Fisher 344 rats at age of 7 weeks intravesically received 4 doses of 1.5mg/kg MNU. Animals were sacrificed at week 16 and 30, and bladders were processed for pathological evaluation. RNA was also extracted from normal urothelium and cancerous area in paraffin embedded tissue, and subjected to qRT-PCR and RNA sequencing.
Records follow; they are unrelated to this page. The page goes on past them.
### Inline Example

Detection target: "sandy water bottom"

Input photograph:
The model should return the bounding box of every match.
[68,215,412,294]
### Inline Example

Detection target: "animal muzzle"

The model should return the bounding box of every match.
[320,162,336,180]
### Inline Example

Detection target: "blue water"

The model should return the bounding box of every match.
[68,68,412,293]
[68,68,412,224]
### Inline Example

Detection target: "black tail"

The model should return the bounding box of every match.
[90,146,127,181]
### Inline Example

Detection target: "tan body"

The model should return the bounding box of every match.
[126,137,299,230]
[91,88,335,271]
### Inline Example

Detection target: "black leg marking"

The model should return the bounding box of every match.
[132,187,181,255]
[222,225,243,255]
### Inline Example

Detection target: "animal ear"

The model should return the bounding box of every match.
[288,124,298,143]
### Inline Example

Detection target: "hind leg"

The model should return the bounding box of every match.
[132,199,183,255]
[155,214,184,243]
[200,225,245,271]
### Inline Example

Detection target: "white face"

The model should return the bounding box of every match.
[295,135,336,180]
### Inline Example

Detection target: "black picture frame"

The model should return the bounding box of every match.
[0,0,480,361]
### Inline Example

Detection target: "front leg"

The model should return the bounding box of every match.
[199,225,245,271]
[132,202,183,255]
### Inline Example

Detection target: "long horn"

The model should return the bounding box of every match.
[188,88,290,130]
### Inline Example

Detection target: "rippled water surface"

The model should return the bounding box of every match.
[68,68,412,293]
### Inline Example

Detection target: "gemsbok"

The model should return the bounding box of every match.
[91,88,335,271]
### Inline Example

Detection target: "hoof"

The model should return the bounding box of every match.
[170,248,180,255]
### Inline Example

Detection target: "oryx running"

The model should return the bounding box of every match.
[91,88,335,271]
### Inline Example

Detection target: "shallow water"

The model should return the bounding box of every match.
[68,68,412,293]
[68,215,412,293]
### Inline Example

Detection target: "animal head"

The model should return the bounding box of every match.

Sequencing data was analyzed with publicly available dataset of human bladder cancer.


At week 16, all rats were found to have non-muscle invasive bladder tumor. Rats developed 5-10-mm, protruding tumors in their bladders at week 30. H&E staining showed MNU-induced tumors were histologically similar to human papillary bladder tumors. Three out of 6 bladders at week 30 showed muscle invasion. Immunohistochemistry and qRT-PCR revealed enrichment of basal markers in MNU tumors compared to normal urothelium, while maintaining luminal markers. Analysis of sequencing data showed that MNU tumors were clustered with human luminal tumors with upregulation of FGFR3 signature.


Combination of immunohistochemistry, qRT-PCR, and RNA sequencing demonstrated that MNU-induced tumor was closely related to the luminal/UroB tumor subtype of human bladder cancer. MNU-induced bladder tumor in rats offers a good experimental platform that mimics a subset of human bladder cancer in immunocompetent environment.

Funding: The Greenberg Bladder Cancer Institute Research Grant and the Urology Care Foundation.